Au-delà de ce pancrace numérique qui n’a ni queue ni tête, l’amoncellement de commentaires univoques et agressifs tend à induire des effets pervers pour les contenus originaux. Responsable des contenus en ligne pour le site FastCodesign (émanation du magazine Fast Company), Suzanne LaBarre est aux premières loges lorsque les échauffourées en ligne démarrent. Au point d’attribuer à l’article en question des propos et des orientations qui ne sont pas les siennes (3) : « Même une petite minorité exerce suffisamment de pouvoir pour fausser la perception d’un article par les lecteurs » estime-t-elle.

Ces dérives ont d’ailleurs conduit certains médias en ligne à adopter des mesures drastiques à l’égard des énervés binaires et dogmatiques qui vocifèrent à longueur de clavier pour imposer leurs vues. En mai 2014, le National Journal, un magazine hebdomadaire politique américain, a bloqué la possibilité de déposer des commentaires sur la plupart des articles. Bien leur en a pris puisque le nombre de pages par visite a augmenté de plus de 10%, le nombre de visiteurs uniques de 14% et le nombre de visiteurs revenant sur le site de plus de 20% (4).

De la déviance du troll anonyme

Dialogue - trollContrairement à la vision primesautière d’aucuns au sujet du dialogue et du débat participatif sur les réseaux sociaux, il est impossible de passer sous silence la polluante logorrhée digitale des individus qui se défoulent à coups de formules agressives et insultantes.
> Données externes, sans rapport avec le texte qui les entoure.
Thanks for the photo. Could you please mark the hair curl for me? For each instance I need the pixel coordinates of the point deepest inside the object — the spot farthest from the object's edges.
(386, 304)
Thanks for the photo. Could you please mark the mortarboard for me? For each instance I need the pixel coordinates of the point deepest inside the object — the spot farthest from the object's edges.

Le psychologue cognitiviste canadien Alfred Bandura a étudié de près ces comportements sociaux erratiques. Dans un article du New Yorker (5), il est ainsi souligné que « quand la responsabilité individuelle devient plus diffuse, les gens ont tendance à déshumaniser les autres et à devenir plus agressifs envers eux. De multiples études psychologiques montrent que quand les personnes pensent qu’elles ne seront pas tenues responsables de leurs propos, elles ont tendance à avoir des raisonnements, des propos et des écrits simplistes et irréfléchis sur des questions complexes ».

Ces déviants de la parole ont un nom bien connu des internautes et surtout de ceux qui s’efforcent de publier des contenus à valeur ajoutée : les trolls. Initialement monstre moyenâgeux laid et malfaisant, le troll s’est désormais reproduit en version numérique. Pour lui, pas de dialogue qui prime mais des formules à l’emporte-pièce qui ont l’art de semer la zizanie et faire grimper la tension chez les auteurs attaqués. De surcroît, toujours derrière un lâche pseudo anonyme pour éviter toute possible mesure de rétorsion légale !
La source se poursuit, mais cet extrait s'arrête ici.